I’m assuming bors only checks for cancellation at certain points – e.g., if a user cancels a batch while it’s in the middle of a Github API call, it completes the Github API call before it notices the cancellation. Could we just… wait to process the cancellation until after the hook completes? (Either via the callback or the timeout?)

I like the idea of putting the revision in there too, since it’s hard to have too much consistency checking in a distributed system, but waiting for the hook to complete before starting another would dramatically reduce the risk of race conditions.

Could. But hooks are user code, and likely to have bugs or downtime. If something goes wrong, and the end user knows it went wrong because they’re looking at some log somewhere, they don’t want to be left helpless until the timer runs out. GitHub API calls have a ten second timeout. Not fifteen minutes.

Fair enough. There’s also the case where the timeout expires and the hook is still messing around with stuff… though, if we’re assuming arbitrary bugs in the hooks, then relying on the hooks to avoid breaking something is tricky :-/

Some more ideas, just brainstorming:

  • Instead of staging.tmp, we could use unique names like staging.tmp.1039432, so if the hook gets away from us then it’ll write to a branch that we’re no longer using.
  • Hooks could report back status regularly by posting to the callback hook, {"status": "pending", "comment": "..."}. (This would probably be a good idea anyway, so the hook can pass back status information to the user while it’s running.) But the relevance here is: if hooks are going to do this, then we could use this to catch stuck hooks much earlier – e.g. tell hooks they need to send an update every minute. Then it’s fine if the overall operation takes 15 minutes on success, but if a hook breaks down then we can still catch that in 1 minute.
  • Give the user a special button in the UI that signals “I just checked and this hook is broken, please time it out immediately”?

Also: how do you want me to handle edits to the RFC – just editing the original message in place, or…?

If your hook doesn’t use a force push, then if something else (like bors) pushes to the git branch before it the hook gets around to doing so, then the hook’s push will fail. That’s a git feature, so assuming the hook uses it correctly (make new commits rather than rewrite history), then it should be fine. Bors uses force-pushes to the staging.tmp branch, so as long as the hook doesn’t, then bors will always win.
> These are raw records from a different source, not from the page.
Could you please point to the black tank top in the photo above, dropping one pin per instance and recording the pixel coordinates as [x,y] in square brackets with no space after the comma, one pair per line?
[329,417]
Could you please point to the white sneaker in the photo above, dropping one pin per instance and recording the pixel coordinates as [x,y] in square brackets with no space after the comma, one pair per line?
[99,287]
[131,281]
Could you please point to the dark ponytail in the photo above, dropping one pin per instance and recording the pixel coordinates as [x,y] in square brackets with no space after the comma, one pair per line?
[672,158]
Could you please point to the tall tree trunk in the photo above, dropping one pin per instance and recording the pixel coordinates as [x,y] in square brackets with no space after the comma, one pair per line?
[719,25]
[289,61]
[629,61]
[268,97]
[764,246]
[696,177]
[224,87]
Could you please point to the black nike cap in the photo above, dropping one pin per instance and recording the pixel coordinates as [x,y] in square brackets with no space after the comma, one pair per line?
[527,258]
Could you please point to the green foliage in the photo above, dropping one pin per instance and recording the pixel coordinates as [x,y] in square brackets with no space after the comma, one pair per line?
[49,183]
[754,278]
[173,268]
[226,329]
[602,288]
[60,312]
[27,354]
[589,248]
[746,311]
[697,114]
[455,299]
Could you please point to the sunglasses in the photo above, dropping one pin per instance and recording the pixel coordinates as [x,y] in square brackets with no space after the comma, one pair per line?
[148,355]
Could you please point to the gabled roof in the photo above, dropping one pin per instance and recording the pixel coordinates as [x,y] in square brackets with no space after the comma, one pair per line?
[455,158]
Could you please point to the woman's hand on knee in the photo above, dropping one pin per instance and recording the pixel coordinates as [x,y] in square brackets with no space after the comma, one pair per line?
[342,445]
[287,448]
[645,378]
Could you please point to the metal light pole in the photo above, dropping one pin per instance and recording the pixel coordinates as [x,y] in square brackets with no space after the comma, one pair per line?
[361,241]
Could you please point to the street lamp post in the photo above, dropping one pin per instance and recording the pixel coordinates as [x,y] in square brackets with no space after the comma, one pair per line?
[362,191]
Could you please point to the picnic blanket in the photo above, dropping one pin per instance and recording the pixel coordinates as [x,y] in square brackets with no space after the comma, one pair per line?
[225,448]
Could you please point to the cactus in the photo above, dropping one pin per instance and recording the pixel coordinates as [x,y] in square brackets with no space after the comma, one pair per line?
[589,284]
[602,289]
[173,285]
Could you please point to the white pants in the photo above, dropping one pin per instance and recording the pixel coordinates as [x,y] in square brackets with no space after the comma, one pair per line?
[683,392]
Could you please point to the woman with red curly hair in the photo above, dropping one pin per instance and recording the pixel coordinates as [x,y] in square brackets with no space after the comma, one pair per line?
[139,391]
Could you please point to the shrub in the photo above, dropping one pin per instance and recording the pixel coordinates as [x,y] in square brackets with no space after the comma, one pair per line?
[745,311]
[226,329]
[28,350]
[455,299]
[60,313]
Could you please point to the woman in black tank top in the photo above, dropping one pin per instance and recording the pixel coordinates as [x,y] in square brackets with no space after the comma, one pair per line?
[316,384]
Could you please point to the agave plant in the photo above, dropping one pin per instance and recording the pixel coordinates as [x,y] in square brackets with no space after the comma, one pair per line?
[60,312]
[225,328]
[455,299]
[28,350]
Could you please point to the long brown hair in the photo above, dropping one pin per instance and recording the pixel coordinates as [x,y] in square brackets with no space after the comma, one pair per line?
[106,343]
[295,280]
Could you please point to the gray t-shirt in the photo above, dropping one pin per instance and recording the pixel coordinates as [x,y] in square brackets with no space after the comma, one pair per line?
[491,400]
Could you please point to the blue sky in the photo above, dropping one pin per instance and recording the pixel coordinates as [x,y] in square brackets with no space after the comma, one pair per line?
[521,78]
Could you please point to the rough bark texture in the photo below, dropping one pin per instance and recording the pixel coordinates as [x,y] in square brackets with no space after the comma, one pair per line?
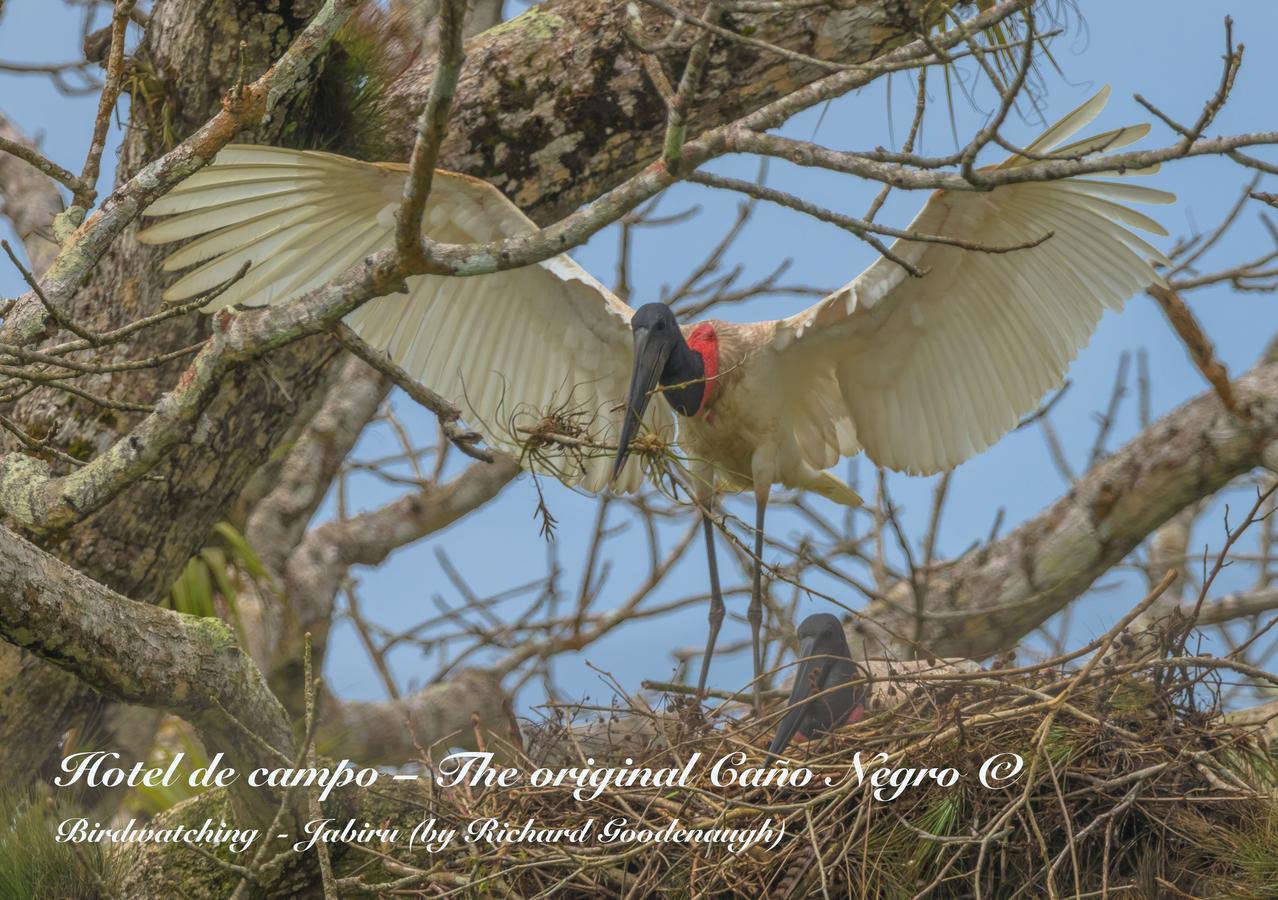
[141,542]
[143,655]
[552,108]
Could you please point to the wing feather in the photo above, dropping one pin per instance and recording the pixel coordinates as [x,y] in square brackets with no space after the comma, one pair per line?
[508,348]
[933,370]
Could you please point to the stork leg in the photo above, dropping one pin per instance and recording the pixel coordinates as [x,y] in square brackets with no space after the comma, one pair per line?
[754,612]
[717,610]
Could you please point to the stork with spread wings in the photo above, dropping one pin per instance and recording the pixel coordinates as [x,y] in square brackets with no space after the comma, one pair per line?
[919,372]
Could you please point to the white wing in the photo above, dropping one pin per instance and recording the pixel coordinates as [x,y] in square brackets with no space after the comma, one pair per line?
[506,348]
[924,372]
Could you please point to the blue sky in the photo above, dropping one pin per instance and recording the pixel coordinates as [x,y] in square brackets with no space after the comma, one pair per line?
[1167,51]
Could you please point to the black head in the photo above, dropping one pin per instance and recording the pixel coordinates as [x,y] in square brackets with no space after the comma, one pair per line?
[826,634]
[823,662]
[661,356]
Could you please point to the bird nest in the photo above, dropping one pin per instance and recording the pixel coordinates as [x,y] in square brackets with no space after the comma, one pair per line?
[1132,784]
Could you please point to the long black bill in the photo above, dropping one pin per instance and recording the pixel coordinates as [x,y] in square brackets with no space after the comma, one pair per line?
[808,680]
[649,361]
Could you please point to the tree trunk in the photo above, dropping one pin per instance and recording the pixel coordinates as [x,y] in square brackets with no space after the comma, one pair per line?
[554,108]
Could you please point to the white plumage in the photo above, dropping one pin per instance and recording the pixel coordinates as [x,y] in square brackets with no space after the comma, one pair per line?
[920,372]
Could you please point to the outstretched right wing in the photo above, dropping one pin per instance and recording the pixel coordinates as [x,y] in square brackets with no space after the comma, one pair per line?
[508,348]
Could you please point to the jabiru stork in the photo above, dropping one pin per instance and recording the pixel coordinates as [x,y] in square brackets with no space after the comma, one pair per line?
[830,688]
[919,372]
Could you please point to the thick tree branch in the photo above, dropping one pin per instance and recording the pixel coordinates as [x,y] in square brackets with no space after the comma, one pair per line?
[28,198]
[988,600]
[143,655]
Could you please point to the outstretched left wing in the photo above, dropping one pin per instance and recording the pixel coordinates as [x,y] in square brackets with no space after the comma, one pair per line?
[925,372]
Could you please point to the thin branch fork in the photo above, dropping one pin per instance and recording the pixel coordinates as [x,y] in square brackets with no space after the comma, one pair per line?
[82,249]
[431,129]
[1199,347]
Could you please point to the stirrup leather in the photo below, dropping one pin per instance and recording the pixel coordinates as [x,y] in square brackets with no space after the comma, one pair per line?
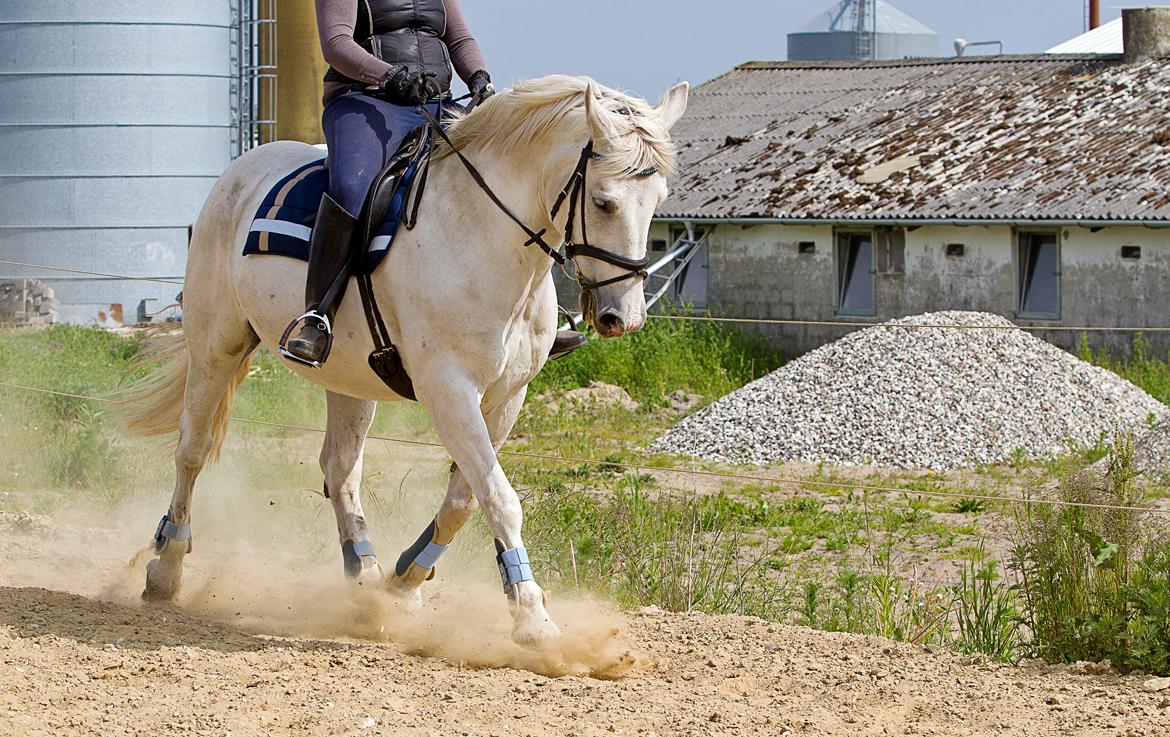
[327,326]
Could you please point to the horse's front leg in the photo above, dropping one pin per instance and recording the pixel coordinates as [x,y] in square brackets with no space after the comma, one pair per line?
[341,460]
[454,406]
[417,564]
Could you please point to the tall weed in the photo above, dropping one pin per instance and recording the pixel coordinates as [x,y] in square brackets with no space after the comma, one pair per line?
[1095,583]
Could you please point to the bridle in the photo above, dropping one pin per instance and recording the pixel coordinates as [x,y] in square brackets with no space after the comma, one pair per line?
[573,193]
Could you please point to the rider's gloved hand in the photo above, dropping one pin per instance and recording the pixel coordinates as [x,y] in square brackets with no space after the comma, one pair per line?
[410,88]
[480,87]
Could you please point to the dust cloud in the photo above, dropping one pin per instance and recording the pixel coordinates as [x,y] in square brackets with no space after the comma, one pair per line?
[267,563]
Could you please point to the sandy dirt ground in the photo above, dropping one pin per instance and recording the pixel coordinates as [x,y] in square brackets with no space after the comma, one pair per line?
[262,645]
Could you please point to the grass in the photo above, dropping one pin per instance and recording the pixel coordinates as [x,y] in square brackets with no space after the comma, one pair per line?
[697,357]
[1081,585]
[1142,367]
[1095,583]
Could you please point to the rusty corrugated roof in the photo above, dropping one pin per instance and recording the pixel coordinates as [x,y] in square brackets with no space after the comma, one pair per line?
[993,138]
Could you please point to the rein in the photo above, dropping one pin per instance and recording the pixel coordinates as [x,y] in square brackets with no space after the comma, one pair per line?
[573,193]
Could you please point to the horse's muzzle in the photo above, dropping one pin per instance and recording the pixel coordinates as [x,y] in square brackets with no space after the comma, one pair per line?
[610,324]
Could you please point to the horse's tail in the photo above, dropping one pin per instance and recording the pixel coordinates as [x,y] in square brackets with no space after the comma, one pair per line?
[152,405]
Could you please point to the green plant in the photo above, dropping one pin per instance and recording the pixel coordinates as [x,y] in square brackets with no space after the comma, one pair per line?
[1093,571]
[701,357]
[970,507]
[1142,366]
[986,614]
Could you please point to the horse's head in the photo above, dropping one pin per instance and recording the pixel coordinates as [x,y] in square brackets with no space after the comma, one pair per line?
[625,181]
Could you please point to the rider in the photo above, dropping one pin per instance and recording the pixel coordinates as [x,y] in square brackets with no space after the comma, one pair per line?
[386,59]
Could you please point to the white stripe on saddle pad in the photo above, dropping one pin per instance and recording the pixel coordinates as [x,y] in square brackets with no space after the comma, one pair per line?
[262,225]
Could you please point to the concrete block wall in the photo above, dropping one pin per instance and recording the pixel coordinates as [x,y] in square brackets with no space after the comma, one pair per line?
[757,270]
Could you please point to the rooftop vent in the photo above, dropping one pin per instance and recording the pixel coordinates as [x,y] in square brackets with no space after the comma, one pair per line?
[1147,32]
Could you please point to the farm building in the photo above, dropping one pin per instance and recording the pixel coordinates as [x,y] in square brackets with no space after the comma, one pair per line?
[1036,187]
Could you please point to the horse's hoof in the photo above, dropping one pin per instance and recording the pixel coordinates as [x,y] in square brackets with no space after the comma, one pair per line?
[160,587]
[535,632]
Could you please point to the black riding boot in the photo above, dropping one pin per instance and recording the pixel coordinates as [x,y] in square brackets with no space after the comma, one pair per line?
[329,255]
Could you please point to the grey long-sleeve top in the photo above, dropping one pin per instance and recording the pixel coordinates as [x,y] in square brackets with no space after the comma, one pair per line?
[336,20]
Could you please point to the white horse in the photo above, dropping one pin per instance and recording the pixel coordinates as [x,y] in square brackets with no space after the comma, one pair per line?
[472,310]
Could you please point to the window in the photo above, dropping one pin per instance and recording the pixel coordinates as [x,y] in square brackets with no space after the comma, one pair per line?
[1038,270]
[854,274]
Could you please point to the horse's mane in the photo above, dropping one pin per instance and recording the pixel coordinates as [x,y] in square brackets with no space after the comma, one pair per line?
[517,117]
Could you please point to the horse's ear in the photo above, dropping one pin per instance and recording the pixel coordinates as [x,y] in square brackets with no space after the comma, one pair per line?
[597,128]
[673,104]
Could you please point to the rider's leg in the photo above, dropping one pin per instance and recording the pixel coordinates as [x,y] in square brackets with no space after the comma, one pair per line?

Yes, just edit it in place.

OK, I just updated the original message to a new version, which I think addresses all the issues raised so far.

1 Like

Hi hi,

Just wanted to check in to see if you’d had a chance to look at this yet, and to find out what the process is from here.

I’ve looked at it.

I’m going to enter this into its Final Comment Period, with disposition in favor of approving. If anyone knows of anything wrong with it, speak now or forever hold your peace!

1 Like

This is completely opt-in, right? If I don’t define any hooks in my bors.toml file, then implementation of this feature will have no effect on my workflow?

As long as this is opt-in and doesn’t break any existing workflows, I don’t see any problems with it.

Right.

[filler text to satisfy discourse’s minimum post length requirement]

1 Like

Great, then it looks good to me!

This topic was automatically closed after 14 days. New replies are no longer allowed.

Okay, it’s been accepted and added to the archive.